The Court of Appeal’s Decision
The Court of Appeal agreed with the trial court, with one exception. First, with respect to the exempt projects, the court explained that CEQA does not prescribe a specific appeal process following a determination that a project is exempt. But, the court said, CEQA does require that if a nonelected official or decisionmaking body determines that a project is exempt, the agency must allow for an appeal of that determination to the decisionmaking body. Here, the City provided an administrative appeal process, but McCann did not file a timely appeal pursuant to the City’s procedures. McCann argued that City staff’s exemption determination did not comply with due process principles, but the court disagreed because the determination was not a land use decision and did not deprive McCann of any significant property interest. As a result, the court concluded, McCann failed to exhaust her administrative remedies, barring her claims with respect to the exempt projects.
Second, with respect to the MND projects, the Court of Appeal rejected all but one of McCann’s arguments. McCann argued that the City improperly segmented the projects; the court disagreed because each utility underground district is independently functional and does not rely on other districts to operate, and no set of districts is the “first step” toward any other projects. McCann argued that the project description was inadequate because it did not identify the precise locations of above-ground transformer boxes; the court disagreed because regardless of the precise location of each transformer, the environmental impacts of the project are the same. McCann argued that the MND projects will have significant aesthetic effects on the environment; the court disagreed because McCann failed to meet her burden to identify substantial evidence in the record that the project might have significant impacts. Most of McCann’s arguments, the court said, revolved around her neighborhood, which falls under the exempt projects, not the MND projects. McCann also cited to testimony of a person who commented on the project, but the court concluded that stray comments or expressions of concern related to aesthetic impacts are not enough to constitute substantial evidence.
The Court of Appeal remanded to the trial court on one narrow issue–the City’s determination that GHG impacts are not significant. Interestingly, the court explained that it was not holding that McCann proved that substantial evidence supported a fair argument that the project might have significant GHG impacts, which is usually the standard of review applied by the courts when considering an MND. Instead, the court said that because the City relied on an inapplicable checklist to conclude that the project was consistent with the City’s CAP, the City’s conclusions were not supported by substantial evidence.

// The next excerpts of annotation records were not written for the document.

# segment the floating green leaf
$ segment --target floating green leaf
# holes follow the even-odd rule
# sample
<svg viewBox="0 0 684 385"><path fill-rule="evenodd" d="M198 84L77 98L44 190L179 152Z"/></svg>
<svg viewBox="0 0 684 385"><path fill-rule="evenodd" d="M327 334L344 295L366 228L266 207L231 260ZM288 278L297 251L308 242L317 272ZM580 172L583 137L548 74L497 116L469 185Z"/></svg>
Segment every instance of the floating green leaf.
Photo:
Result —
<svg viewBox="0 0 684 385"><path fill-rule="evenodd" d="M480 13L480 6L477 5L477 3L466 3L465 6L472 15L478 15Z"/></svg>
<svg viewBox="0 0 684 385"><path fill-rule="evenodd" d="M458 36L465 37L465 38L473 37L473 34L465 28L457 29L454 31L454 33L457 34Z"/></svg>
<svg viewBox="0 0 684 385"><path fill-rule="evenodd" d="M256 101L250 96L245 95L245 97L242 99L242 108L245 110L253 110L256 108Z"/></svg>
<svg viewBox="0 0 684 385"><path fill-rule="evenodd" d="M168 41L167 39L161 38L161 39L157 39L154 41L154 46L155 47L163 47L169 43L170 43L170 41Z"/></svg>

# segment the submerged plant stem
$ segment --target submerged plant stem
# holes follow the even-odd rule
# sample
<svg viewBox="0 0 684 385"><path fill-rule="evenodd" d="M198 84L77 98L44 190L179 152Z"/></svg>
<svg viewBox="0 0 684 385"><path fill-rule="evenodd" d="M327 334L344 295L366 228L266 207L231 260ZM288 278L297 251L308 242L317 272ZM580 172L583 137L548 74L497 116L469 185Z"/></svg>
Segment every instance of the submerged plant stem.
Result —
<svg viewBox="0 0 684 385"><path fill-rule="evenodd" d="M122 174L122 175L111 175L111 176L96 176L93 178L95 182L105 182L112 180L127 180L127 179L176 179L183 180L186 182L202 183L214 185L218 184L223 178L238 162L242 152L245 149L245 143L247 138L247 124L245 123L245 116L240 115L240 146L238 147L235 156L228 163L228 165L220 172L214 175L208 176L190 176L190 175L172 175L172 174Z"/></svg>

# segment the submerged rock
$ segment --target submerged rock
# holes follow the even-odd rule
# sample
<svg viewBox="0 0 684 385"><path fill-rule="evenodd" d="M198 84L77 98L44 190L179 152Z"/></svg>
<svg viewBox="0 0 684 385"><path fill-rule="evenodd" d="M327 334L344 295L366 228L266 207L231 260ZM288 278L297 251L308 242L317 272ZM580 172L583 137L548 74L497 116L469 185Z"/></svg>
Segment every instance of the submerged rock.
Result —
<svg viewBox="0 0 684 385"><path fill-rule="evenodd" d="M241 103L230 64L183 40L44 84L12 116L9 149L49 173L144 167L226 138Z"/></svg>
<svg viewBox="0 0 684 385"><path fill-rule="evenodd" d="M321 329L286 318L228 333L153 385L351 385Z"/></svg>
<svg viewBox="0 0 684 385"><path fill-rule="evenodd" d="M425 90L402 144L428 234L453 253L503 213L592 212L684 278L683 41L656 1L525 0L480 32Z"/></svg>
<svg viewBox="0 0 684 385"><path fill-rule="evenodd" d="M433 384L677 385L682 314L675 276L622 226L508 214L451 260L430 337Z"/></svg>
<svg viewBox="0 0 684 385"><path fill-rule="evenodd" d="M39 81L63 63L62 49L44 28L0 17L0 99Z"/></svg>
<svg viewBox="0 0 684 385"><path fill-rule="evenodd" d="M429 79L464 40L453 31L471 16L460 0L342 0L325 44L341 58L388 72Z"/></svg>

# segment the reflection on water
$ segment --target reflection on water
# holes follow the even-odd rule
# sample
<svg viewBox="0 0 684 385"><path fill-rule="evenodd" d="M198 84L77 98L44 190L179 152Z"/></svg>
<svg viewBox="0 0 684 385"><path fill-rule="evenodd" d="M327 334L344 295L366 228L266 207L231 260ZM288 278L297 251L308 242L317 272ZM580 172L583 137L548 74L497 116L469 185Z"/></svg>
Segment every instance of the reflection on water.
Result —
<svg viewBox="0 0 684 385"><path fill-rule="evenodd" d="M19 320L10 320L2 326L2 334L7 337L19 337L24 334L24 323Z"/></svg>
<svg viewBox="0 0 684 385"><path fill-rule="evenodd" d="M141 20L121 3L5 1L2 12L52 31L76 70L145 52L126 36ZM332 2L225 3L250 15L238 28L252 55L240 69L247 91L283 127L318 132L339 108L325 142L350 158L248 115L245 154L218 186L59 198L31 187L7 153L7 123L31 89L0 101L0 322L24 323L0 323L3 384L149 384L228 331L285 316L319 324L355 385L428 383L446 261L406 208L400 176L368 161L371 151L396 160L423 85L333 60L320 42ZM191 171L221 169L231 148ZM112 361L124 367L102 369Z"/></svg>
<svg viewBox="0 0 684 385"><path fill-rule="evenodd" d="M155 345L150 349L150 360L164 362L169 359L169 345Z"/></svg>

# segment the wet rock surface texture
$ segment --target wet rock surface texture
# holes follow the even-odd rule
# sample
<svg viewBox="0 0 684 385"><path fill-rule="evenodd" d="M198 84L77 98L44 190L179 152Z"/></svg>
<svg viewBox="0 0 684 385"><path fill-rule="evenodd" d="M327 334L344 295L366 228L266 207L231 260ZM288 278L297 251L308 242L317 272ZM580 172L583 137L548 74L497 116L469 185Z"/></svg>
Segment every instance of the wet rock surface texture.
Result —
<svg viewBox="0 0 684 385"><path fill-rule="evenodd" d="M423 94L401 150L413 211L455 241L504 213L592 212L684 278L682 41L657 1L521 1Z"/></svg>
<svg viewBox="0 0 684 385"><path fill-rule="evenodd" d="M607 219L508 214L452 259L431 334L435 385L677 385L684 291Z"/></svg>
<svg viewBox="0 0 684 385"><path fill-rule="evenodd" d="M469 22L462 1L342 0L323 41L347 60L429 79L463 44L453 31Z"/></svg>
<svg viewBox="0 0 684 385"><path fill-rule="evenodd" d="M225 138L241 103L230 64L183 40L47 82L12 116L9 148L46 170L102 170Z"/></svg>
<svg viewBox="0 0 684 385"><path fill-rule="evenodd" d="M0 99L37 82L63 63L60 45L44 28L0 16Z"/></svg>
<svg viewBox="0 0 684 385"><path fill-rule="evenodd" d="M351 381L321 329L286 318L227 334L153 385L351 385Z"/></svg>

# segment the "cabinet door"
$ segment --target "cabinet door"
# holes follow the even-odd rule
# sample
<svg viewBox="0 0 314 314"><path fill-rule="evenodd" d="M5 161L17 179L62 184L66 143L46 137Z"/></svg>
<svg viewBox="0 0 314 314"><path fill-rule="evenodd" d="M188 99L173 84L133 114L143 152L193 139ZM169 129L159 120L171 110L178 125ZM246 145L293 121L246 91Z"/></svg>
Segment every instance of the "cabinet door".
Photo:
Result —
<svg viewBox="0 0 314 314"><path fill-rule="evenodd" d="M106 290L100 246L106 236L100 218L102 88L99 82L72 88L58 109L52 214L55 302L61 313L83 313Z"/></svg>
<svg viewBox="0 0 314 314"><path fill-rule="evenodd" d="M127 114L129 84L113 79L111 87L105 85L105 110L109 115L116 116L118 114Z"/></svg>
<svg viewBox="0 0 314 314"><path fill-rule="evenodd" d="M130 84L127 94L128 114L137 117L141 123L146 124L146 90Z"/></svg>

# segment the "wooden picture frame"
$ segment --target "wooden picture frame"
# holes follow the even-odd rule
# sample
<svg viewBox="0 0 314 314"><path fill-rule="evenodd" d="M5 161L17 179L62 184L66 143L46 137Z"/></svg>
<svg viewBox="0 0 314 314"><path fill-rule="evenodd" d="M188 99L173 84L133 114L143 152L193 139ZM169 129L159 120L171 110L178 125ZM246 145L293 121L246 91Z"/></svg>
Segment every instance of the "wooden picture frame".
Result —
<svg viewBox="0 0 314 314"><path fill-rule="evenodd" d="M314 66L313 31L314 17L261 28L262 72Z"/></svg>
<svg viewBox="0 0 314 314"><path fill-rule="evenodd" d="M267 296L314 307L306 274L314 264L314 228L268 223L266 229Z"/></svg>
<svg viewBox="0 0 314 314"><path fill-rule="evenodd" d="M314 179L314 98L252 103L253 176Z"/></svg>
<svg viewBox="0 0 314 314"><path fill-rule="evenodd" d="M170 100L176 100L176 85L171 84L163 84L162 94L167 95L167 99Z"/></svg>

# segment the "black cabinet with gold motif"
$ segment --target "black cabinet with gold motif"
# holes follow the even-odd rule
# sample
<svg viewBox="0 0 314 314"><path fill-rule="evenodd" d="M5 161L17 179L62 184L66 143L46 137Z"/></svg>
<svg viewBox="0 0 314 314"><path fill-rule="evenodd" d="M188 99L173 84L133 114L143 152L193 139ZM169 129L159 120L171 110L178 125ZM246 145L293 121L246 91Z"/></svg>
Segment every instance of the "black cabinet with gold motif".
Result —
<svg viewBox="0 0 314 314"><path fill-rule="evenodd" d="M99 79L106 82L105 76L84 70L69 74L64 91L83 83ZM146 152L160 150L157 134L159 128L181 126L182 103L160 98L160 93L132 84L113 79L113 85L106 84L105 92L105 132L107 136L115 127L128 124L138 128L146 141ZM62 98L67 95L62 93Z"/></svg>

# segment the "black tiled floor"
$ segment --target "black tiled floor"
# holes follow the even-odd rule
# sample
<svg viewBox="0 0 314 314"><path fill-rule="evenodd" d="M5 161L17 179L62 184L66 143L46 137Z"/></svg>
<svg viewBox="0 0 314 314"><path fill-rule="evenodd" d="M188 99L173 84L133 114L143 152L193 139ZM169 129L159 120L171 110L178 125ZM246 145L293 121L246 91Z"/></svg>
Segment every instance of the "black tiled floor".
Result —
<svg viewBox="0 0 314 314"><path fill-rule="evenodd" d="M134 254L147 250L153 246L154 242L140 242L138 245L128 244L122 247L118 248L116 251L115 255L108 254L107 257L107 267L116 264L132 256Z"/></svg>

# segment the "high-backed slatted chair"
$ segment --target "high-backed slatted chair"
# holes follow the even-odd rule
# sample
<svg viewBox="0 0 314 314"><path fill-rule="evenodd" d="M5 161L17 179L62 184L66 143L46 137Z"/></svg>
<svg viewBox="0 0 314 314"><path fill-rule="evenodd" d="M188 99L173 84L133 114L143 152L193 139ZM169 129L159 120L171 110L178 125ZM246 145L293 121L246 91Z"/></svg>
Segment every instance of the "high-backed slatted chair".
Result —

To determine whether the project is consistent with the CAP, the City looked to its “Climate Action Plan Consistency Checklist.” The checklist directs staff to first consider whether a project is consistent with the City’s land use and zoning regulations. If yes, staff must then move to step two. But the checklist explains that step two does not apply to projects that, like this one, do not require a certificate of occupancy. Because step two does not apply, the City concluded that the project was consistent with the CAP. The court found, though, that the City could not rely on a checklist which expressly states that it does not apply to projects like this one to make a consistency determination. Thus, the court concluded, the City never considered whether the MND projects are consistent with the CAP. The court clarified that the use of a checklist to determine consistency might still be appropriate; the City could amend the checklist to include a step for assessing infrastructure projects, or it could create a separate checklist entirely. Without such a checklist though, the City was required to consider whether the projects comply with each individual action identified in the CAP if it wished to rely on streamlined review of GHG impacts.
The Court of Appeal reversed the trial court’s judgment on this limited issue, with directions to the trial court to enter a new judgment granting the petition in part, and to issue a peremptory writ of mandate directing the City to set aside its adoption of the MND and approval of the project.